Has anyone here ever suffered from PP OCD?
I will just open up with this...
I have very close family members who are extremely mentally ill. The idea of mental illness terrifies me. So when I was about 6-7 months pregnant with DS (who is now 9 mos) and had invasive thoughts, I squashed them (my ability to talk myself through them makes me think that I have/had a very mild case of PPOCD). I agonized a bit over whether I was a bad person or not. It was a dark, horrible time. I remember having such awful, terrible, horrific invasive thoughts that were nothing like the person I thought I was. I was single, living alone with a two year old, unemployed and financially unstable, and a full time student. The stress was horrible. My ex (who I am now working things out with) was just... gone. He is a recovering addict but was in full blown addiction at that time. Anyway, I just kept truckin', hoping either things would get better or I'd learn to cope.

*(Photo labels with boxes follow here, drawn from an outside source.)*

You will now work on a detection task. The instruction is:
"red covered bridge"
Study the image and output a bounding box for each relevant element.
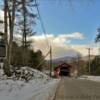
[54,63,74,78]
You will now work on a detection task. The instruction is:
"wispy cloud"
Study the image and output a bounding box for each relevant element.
[14,32,98,59]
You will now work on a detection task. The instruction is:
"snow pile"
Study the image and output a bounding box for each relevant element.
[0,67,58,100]
[79,75,100,82]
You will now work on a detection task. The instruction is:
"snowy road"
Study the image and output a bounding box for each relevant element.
[55,78,100,100]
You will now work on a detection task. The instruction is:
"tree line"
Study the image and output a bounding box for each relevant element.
[0,0,44,76]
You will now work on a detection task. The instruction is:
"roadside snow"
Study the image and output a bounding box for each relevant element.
[79,75,100,82]
[0,67,59,100]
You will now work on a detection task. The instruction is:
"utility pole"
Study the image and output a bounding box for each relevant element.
[87,48,91,74]
[50,45,52,77]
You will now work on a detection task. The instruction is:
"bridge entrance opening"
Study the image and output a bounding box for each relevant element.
[60,67,70,76]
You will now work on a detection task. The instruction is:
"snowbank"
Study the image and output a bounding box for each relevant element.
[0,67,59,100]
[79,75,100,82]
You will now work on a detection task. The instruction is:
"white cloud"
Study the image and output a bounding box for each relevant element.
[59,32,85,39]
[14,32,98,59]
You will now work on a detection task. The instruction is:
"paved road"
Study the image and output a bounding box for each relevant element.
[54,78,100,100]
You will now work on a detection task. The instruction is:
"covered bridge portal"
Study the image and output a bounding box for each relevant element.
[54,63,72,77]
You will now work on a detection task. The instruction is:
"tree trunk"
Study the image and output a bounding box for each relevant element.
[8,0,16,65]
[4,0,10,76]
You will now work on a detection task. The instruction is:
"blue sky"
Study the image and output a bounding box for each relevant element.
[36,0,100,44]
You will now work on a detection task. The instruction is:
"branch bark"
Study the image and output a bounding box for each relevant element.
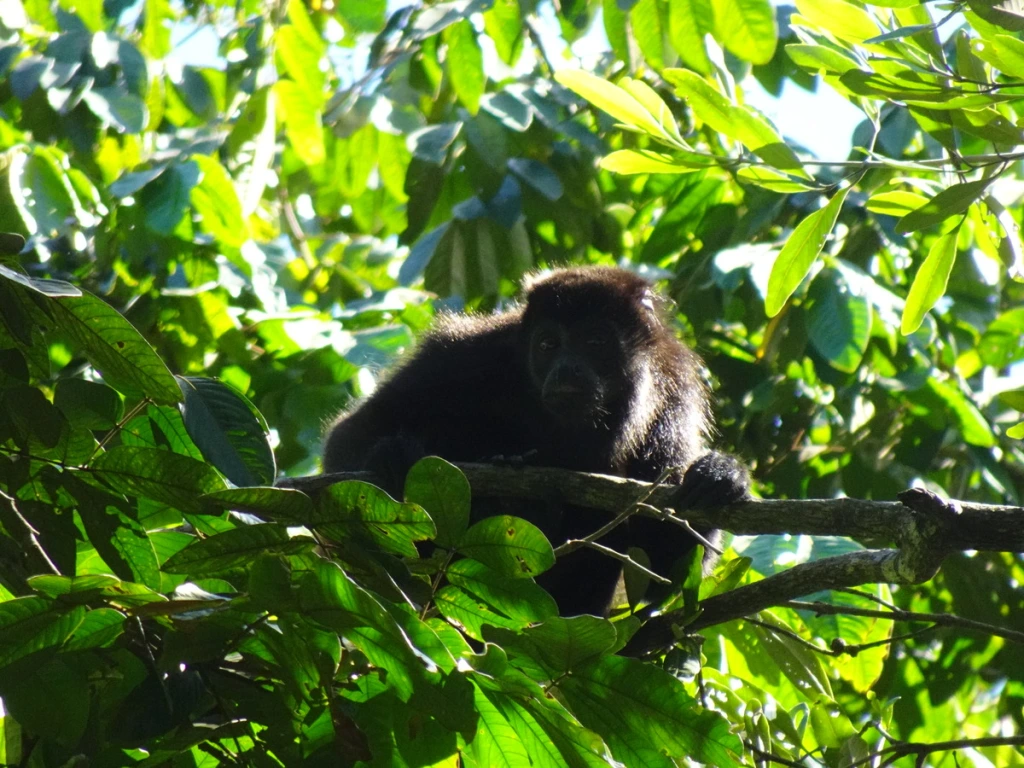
[279,464,1024,655]
[279,464,1024,552]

I stumbled on a thread about PP OCD one night and it was like a prayer answered. I broke down in tears and suddenly it made sense - it wasn't me! I'm not an evil person. I'm not a bad person. These thoughts weren't my own. I also wasn't schizophrenic, like I worried. With that knowledge alone, I've been overcoming things slowly. I haven't gotten the guts to call about low income counseling. I know I need to because once in a while, I will have an invasive thought that just makes me cringe and reminds me of such a painful time (usually when I'm extremely stressed out).

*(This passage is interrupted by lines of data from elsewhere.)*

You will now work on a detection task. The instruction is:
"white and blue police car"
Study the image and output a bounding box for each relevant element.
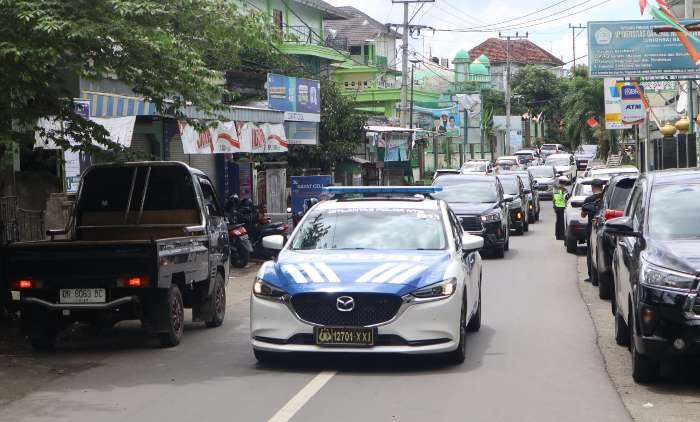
[250,186,483,363]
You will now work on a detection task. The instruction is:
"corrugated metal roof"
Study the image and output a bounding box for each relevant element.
[325,6,401,45]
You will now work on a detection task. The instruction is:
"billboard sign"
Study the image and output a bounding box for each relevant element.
[588,20,700,78]
[292,176,331,216]
[603,78,632,130]
[267,73,321,123]
[620,85,646,125]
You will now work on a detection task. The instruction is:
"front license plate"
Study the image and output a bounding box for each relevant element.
[314,327,374,347]
[59,289,107,303]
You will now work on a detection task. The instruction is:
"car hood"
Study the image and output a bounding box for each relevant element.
[258,250,451,295]
[450,202,498,215]
[646,239,700,274]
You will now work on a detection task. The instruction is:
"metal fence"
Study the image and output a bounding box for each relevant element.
[0,196,45,244]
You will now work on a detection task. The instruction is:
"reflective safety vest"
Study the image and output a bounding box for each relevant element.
[552,190,566,208]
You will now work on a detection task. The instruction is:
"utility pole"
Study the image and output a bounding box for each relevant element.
[569,24,588,71]
[498,32,528,154]
[387,0,435,127]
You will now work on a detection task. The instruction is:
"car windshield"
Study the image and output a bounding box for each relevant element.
[530,167,554,177]
[500,178,520,195]
[433,182,498,204]
[291,208,446,250]
[574,183,593,196]
[545,157,571,166]
[649,183,700,238]
[462,163,488,171]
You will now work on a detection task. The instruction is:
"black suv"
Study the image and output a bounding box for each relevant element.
[605,169,700,382]
[433,175,510,258]
[588,174,637,300]
[497,174,530,236]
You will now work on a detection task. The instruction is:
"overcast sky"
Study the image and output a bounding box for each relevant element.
[326,0,648,67]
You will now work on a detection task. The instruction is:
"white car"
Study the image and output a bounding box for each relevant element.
[544,153,577,182]
[250,187,484,363]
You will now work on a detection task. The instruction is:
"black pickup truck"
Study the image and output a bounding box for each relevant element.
[0,162,229,350]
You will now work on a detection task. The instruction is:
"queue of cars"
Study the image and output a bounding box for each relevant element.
[576,168,700,383]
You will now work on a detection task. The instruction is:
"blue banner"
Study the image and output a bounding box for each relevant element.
[292,176,331,216]
[588,20,700,77]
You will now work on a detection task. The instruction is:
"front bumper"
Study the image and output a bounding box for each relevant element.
[250,290,462,354]
[636,285,700,359]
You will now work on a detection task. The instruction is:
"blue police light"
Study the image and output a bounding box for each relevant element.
[322,186,442,195]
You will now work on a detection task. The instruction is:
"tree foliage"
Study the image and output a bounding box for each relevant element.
[0,0,276,158]
[288,80,365,172]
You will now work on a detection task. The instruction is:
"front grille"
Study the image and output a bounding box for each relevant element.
[460,215,482,232]
[292,293,402,327]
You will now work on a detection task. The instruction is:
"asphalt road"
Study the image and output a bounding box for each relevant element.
[0,207,630,422]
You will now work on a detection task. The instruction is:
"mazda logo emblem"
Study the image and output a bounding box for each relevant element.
[335,296,355,312]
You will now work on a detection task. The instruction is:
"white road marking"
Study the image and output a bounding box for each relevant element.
[314,262,340,283]
[268,371,336,422]
[355,262,398,283]
[299,263,324,283]
[283,265,309,284]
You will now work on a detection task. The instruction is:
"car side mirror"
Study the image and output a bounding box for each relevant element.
[462,233,484,254]
[263,234,284,251]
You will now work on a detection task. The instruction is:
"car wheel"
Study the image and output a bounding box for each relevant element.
[158,286,185,347]
[467,280,481,333]
[629,310,661,384]
[205,273,226,328]
[615,310,630,346]
[446,298,467,365]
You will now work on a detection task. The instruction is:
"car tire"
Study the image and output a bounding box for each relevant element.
[629,310,661,384]
[253,348,279,365]
[158,285,185,347]
[467,280,481,333]
[204,273,226,328]
[445,298,467,365]
[615,311,630,346]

I just wanted to know if any other mama's here had any experiences with this, or if they are seeing something else in this post I should look into. I am much, much better than I was six months ago and feel like I can be okay without outside help, but at the same time... I think I want a therapist. I'm just not very sure on how to approach that. I feel like a wimp, weakling, sissy everytime I try to reach out for professional help.
I've admitted this to two close friends and my mom, but I've never divulged details. I've never heard a voice telling me what to do, or anything like that.
Agh, I feel so dumb posting this but... maybe I'll get some support..
Posting to bump your thread . . . and give you a virtual hug.
Hopefully people with more experience will post soon. All I know is it takes a lot of bravery to ask for help when you need it. I hope you find a good therapist who helps you feel like they are supporting what you need. This is not handing yourself over into someone else's control, but seeking professional support to help you feel how you want to feel and live how you want to live.
Sending lots of good wishes!
Me!!! I suffered through terrible, horrible invasive thoughts. They ranged from being schizophrenic, doing horrible things to my kids, fearing I could have hurt someone and not remember, to thinking that my drink was contaminated.
I found the most relief from the book call The Happiness Trap and the supplements Inositol and Sunflower Lecithin.
Mama to 5 (b17,b11,b9,g6,b4)
Our Final Addition arriving in Mid June 2014
I don't know. I just kind of accepted that if it ends up that I am schizophrenic (which I doubt, when I'm being rational, but when I worry I can become very hypochondriac-like and point out a million reasons I probably am) there is nothing I can do to change that, and I will just cope. I love my family member who is severely mentally ill with all of my heart. It breaks my heart when she is zoned out on meds or not feeling great.
I also throw myself into my life instead of agonizing over mental illness (especially with the invasive thoughts). I mentally say, "STOP. This is not you. You are not a bad person. Now move on." and it WORKS - it took a few weeks because I thought it would NOT work, but it does. Amazingly.
I also talk about it a bit with my partner. He's not very supportive because he's dealing with his own issues and I think, honestly, he thinks that if I was unable to be the primary caretaker/breadwinner for the kids, he would not be able to handle the pressure. I hope that we can talk that out some more, soon, but he is going through recovery for an opiate addiction and I'm just not sure how to bring up my own issues which are abstract when his are so concrete and current.
That's me, definitely.
Hugs, mama. I'm so glad you found what works for you. I wouldn't wish this on anyone, ever.